Donald Trump comfortably defeated his Republican presidential rivals on Saturday in South Carolina’s GOP primary.
Trump’s resounding victory isn’t simply a boon to his prospects for winning the Republican presidential nomination, an outcome once thought impossible that is looking increasingly more plausible. It is also an embarrassing repudiation of conservative orthodoxy that has dominated Republican politics for decades. It suggests that the party’s intellectual leaders, who organized the base around the National Review/Weekly Standard consensus — small government, free trade, pro-Israel, deregulation, low taxes, social conservatism and an aggressive foreign policy — have been generals of a phantom army.
The troops, instead, are marching with Trump, who bested his rivals in South Carolina by campaigning against nearly everything the Bush family, the Republican Party and neoconservatives who supported military interventions advocated for.

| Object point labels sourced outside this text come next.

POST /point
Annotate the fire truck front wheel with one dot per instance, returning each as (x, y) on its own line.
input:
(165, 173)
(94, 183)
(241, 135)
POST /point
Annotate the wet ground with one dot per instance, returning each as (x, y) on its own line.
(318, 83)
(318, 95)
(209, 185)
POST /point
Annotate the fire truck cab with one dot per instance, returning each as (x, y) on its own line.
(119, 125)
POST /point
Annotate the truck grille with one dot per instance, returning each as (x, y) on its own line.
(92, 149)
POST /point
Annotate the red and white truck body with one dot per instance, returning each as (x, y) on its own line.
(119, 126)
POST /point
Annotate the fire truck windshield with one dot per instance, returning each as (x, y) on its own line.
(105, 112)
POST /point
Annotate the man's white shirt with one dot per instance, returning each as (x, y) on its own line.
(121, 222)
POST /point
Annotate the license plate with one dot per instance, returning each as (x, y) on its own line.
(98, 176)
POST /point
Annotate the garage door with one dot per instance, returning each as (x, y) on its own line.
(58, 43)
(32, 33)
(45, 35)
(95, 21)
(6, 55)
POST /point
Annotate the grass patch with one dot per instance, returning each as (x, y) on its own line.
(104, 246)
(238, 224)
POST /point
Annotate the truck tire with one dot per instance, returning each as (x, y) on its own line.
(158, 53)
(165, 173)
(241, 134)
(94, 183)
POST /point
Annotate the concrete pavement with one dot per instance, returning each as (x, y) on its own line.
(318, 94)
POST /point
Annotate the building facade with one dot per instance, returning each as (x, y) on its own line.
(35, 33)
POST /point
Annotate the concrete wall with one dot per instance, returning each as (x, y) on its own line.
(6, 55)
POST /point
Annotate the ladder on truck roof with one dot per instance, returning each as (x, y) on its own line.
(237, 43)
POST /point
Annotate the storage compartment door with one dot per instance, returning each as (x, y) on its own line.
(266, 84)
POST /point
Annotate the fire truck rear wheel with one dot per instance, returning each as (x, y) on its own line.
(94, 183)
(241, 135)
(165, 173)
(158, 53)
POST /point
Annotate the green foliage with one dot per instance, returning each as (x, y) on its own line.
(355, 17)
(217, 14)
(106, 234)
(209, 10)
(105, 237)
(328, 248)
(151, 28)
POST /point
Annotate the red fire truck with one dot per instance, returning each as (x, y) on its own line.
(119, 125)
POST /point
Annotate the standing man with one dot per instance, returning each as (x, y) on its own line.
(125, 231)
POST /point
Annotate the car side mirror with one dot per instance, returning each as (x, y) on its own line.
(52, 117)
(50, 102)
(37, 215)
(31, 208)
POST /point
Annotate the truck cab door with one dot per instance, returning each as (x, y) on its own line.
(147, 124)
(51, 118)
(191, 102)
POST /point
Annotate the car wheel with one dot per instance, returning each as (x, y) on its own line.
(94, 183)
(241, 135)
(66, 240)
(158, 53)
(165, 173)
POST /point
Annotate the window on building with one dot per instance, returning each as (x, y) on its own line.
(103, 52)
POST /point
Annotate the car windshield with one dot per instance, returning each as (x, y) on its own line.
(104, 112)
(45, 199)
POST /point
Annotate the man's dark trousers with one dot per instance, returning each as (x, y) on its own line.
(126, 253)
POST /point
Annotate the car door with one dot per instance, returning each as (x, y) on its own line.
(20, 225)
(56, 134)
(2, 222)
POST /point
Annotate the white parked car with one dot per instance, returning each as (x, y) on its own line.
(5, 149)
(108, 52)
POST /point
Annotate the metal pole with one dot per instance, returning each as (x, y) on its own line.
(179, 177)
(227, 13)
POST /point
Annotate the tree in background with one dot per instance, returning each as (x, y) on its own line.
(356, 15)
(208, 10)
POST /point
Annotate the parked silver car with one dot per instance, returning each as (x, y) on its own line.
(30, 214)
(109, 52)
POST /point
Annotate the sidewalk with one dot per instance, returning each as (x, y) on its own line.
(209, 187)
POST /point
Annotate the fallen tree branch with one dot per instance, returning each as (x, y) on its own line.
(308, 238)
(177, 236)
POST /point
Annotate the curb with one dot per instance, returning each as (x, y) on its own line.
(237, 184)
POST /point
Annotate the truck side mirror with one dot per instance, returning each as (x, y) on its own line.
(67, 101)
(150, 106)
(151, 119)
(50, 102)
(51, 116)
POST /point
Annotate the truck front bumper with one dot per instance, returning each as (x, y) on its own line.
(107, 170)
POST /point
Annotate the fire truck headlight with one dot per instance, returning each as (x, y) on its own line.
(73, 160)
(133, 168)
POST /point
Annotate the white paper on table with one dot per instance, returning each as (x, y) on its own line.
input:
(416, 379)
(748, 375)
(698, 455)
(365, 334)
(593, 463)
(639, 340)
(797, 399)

Among his many breaks with the elite consensus, Trump declared that former President George W. Bush had lied about weapons of mass destruction to march the country to war; blamed Bush for the 9/11 attacks, arguing that he ignored intelligence community warnings; defended Planned Parenthood; boasted that he was the only Republican who would not cut Social Security or Medicare; said he approved of the individual mandate in Obamacare; and promised to slap onerous tariffs on companies who outsource jobs.
And where Washington and New York-based GOP leaders pledge outreach to immigrants, moderate Muslims and other minorities, the reality TV star plays more overt racial politics than any national candidate since George Wallace. Trump’s brand of nativist, nationalist isolationism marked the path to victory. Rival candidate Jeb Bush is a dead man.